I think if I was building on-top of Azure Storage today I would:
- name my blobs such that I can take advantage of prefix listing
- look into leveraging blob tags: https://docs.microsoft.com/en-us/azure/storage/blobs/storage-blob-index-how-to?tabs=azure-portal (those docs don't show it, but you can filter by tags in storage explorer)
Of course, obviously it might be too late for you to do that if the thing you work on is already built so, sorry if that's the case. :(
We'll keep passing this feedback along to the service team (we really do!), and as soon as they add support, or as soon as we can figure out a good client side solution to the problem we'll get the work scheduled.
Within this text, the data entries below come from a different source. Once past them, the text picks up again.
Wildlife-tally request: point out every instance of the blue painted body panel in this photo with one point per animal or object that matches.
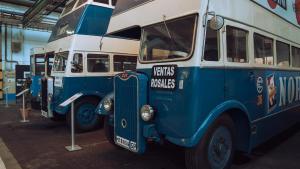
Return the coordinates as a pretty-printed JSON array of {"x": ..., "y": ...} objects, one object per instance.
[
  {"x": 87, "y": 20},
  {"x": 135, "y": 89},
  {"x": 89, "y": 86},
  {"x": 35, "y": 87},
  {"x": 184, "y": 115}
]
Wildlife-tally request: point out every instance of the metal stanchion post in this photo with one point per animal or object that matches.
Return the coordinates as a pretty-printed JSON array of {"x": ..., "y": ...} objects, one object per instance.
[
  {"x": 73, "y": 147},
  {"x": 23, "y": 107},
  {"x": 23, "y": 111}
]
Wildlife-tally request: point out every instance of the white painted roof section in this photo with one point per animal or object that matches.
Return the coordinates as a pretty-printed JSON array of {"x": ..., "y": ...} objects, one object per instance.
[
  {"x": 37, "y": 50},
  {"x": 92, "y": 44},
  {"x": 153, "y": 12}
]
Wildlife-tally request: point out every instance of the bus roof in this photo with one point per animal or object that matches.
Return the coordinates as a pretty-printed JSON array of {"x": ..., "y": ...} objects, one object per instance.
[
  {"x": 73, "y": 5},
  {"x": 85, "y": 43},
  {"x": 37, "y": 50},
  {"x": 130, "y": 13}
]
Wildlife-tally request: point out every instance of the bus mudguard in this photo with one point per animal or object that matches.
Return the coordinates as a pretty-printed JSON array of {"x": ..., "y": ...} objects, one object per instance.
[
  {"x": 100, "y": 108},
  {"x": 64, "y": 110},
  {"x": 219, "y": 110}
]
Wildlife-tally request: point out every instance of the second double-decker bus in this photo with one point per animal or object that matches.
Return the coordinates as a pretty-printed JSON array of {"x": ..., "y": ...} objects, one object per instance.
[
  {"x": 85, "y": 62},
  {"x": 40, "y": 66},
  {"x": 213, "y": 76}
]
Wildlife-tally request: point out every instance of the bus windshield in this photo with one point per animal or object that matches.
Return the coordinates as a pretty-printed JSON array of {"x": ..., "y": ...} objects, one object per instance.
[
  {"x": 60, "y": 61},
  {"x": 167, "y": 40}
]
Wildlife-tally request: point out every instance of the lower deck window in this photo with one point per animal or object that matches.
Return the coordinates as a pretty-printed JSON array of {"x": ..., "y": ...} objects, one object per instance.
[
  {"x": 236, "y": 45},
  {"x": 122, "y": 63},
  {"x": 97, "y": 63},
  {"x": 263, "y": 50},
  {"x": 283, "y": 54}
]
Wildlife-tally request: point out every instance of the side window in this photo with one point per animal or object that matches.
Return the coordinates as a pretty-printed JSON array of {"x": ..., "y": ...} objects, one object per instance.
[
  {"x": 114, "y": 2},
  {"x": 236, "y": 45},
  {"x": 97, "y": 63},
  {"x": 80, "y": 2},
  {"x": 283, "y": 54},
  {"x": 102, "y": 1},
  {"x": 77, "y": 63},
  {"x": 296, "y": 57},
  {"x": 211, "y": 52},
  {"x": 122, "y": 63},
  {"x": 263, "y": 50},
  {"x": 40, "y": 65}
]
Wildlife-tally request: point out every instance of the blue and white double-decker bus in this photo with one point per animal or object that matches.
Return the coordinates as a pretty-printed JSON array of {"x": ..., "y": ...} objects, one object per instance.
[
  {"x": 40, "y": 66},
  {"x": 213, "y": 76},
  {"x": 84, "y": 62}
]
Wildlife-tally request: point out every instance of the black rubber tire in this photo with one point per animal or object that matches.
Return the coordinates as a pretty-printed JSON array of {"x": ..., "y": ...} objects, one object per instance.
[
  {"x": 197, "y": 157},
  {"x": 109, "y": 131},
  {"x": 78, "y": 127},
  {"x": 58, "y": 117}
]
I'm sorry to not have a better answer for you. :(
PS: if you think you have a good idea for how to do this client side, feel free to share. :) PPS: if you think you have a good idea for how to this client side, and you want to do it on your own/not wait for us/prove us wrong, consider signing up for this preview: https://github.com/microsoft/AzureStorageExplorer/issues/4142 I could see a "search container" extension being a thing.
Thank you for the detailed explanation. It helps us at least understand that it is not a simple job.
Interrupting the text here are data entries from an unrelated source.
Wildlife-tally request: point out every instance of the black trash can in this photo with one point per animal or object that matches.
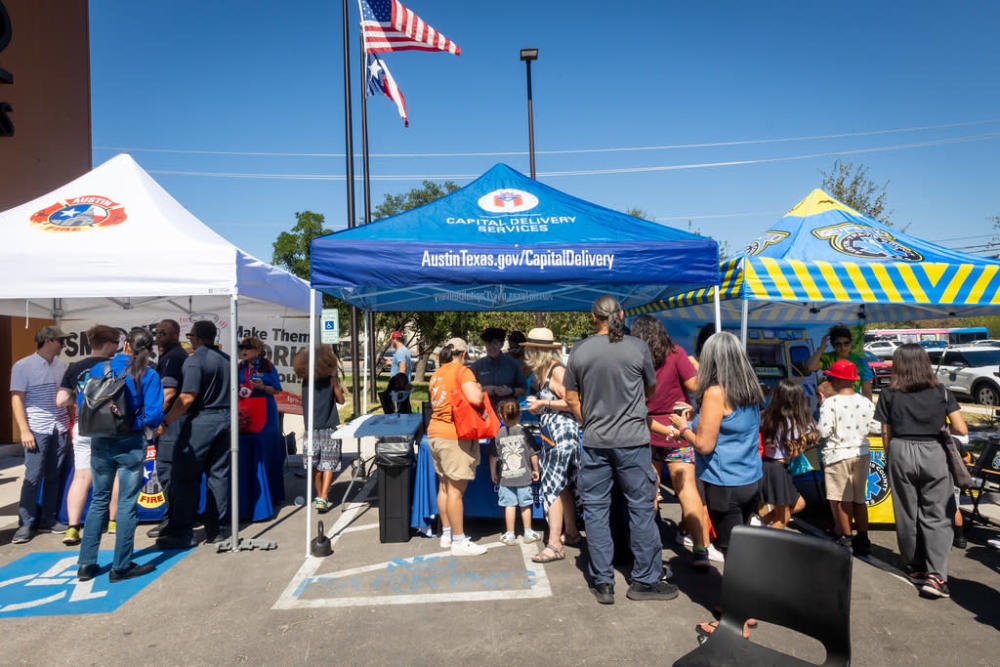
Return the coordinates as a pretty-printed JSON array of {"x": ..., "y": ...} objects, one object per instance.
[{"x": 394, "y": 458}]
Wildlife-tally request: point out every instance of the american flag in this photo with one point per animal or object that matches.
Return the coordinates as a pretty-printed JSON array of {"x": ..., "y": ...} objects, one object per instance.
[
  {"x": 380, "y": 81},
  {"x": 387, "y": 25}
]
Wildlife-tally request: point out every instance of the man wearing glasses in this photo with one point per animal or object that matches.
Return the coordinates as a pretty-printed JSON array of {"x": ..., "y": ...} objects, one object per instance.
[
  {"x": 169, "y": 366},
  {"x": 840, "y": 338},
  {"x": 44, "y": 427}
]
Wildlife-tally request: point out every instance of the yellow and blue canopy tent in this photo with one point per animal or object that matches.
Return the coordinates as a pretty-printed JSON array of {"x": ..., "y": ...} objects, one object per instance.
[{"x": 824, "y": 262}]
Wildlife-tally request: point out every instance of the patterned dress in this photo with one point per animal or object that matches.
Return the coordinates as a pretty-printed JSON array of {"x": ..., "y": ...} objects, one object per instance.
[{"x": 560, "y": 455}]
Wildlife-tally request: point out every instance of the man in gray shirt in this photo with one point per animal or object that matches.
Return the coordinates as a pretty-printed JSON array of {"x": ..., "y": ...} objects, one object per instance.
[{"x": 607, "y": 381}]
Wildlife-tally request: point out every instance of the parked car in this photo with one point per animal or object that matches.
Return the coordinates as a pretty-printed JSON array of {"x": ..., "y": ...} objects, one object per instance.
[
  {"x": 882, "y": 348},
  {"x": 969, "y": 370},
  {"x": 881, "y": 368}
]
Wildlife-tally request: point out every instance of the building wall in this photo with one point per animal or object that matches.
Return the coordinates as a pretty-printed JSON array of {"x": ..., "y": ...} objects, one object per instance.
[{"x": 44, "y": 129}]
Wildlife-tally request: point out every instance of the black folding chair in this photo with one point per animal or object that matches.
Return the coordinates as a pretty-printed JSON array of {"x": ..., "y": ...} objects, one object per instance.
[
  {"x": 780, "y": 577},
  {"x": 986, "y": 469}
]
What about leveraging Azure Purview API for search (if the Purview is used and the Storage account is part of the Purview scan) or leverage Cognitive Search (e.g. provide a option to enable Cognitive Search out of Storage Explorer)?
PS: if you think you have a good idea for how to do this client side, feel free to share. :) PPS: if you think you have a good idea for how to this client side, and you want to do it on your own/not wait for us/prove us wrong, consider signing up for this preview: #4142 I could see a "search container" extension being a thing.
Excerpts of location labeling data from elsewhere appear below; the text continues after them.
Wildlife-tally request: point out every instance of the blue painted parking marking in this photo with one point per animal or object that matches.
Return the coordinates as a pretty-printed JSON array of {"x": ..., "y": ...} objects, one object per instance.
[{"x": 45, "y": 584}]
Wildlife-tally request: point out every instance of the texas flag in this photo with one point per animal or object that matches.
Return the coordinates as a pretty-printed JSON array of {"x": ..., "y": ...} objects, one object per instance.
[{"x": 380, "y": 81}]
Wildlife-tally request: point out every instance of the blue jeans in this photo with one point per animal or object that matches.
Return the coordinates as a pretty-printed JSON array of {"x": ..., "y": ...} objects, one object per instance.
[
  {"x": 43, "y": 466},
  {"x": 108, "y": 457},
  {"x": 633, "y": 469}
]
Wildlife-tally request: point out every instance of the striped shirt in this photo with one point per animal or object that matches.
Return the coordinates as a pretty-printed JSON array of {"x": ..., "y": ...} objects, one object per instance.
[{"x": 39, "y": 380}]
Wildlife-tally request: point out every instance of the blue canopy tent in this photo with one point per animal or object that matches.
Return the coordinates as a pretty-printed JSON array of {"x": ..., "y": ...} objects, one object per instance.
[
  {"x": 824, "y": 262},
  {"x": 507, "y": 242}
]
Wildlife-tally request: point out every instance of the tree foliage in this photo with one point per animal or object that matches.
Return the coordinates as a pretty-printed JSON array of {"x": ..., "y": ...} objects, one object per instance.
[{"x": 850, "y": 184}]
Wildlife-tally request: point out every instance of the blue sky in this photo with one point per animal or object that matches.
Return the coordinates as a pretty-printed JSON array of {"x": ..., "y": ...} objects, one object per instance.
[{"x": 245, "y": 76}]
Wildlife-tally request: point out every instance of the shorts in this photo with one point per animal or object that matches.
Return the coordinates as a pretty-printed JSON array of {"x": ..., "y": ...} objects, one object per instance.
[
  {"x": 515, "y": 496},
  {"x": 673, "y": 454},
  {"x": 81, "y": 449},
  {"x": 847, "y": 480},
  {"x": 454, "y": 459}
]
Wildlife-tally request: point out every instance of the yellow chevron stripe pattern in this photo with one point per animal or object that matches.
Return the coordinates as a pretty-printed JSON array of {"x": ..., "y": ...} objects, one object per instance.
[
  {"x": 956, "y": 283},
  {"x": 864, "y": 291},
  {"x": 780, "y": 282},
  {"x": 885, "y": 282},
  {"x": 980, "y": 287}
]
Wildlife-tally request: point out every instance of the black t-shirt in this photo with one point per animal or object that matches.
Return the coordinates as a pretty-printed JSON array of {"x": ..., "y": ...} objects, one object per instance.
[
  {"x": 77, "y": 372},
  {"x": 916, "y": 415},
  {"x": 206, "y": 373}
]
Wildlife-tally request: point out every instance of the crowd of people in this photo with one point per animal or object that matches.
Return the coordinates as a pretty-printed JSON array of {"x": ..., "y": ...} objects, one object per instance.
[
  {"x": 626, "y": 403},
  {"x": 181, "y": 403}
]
I have an idea that would be a good workaround. Why not create a way in the API to export a list of the blob names to a text file? That way we can import the text file into an editor that does let us perform a search on the string we're looking for.
2nd idea, why not just allow wildcard searches just in the portion that you have currently loaded? You don't need to do the search on millions of blobs.. narrow it down first using the filter, THEN do a wildcard search on just that portion. Even that would help us out greatly.
+1 adding my support - prefix search is practically useless - needs to allow full wildcard functionality - given the additional features of the November 2023 update, this seems like it should be a step nearer
I can see that this is closed however can we get an answer why it was closed? We are literally writing our own third party tool to do this as its necessary to find files at times. I feel like the 5000 blob storage query is up to the user if this is too slow or not.
I also stumbled across this limitation recently in BlobStorages and was surprised that no wildcard syntax is supported.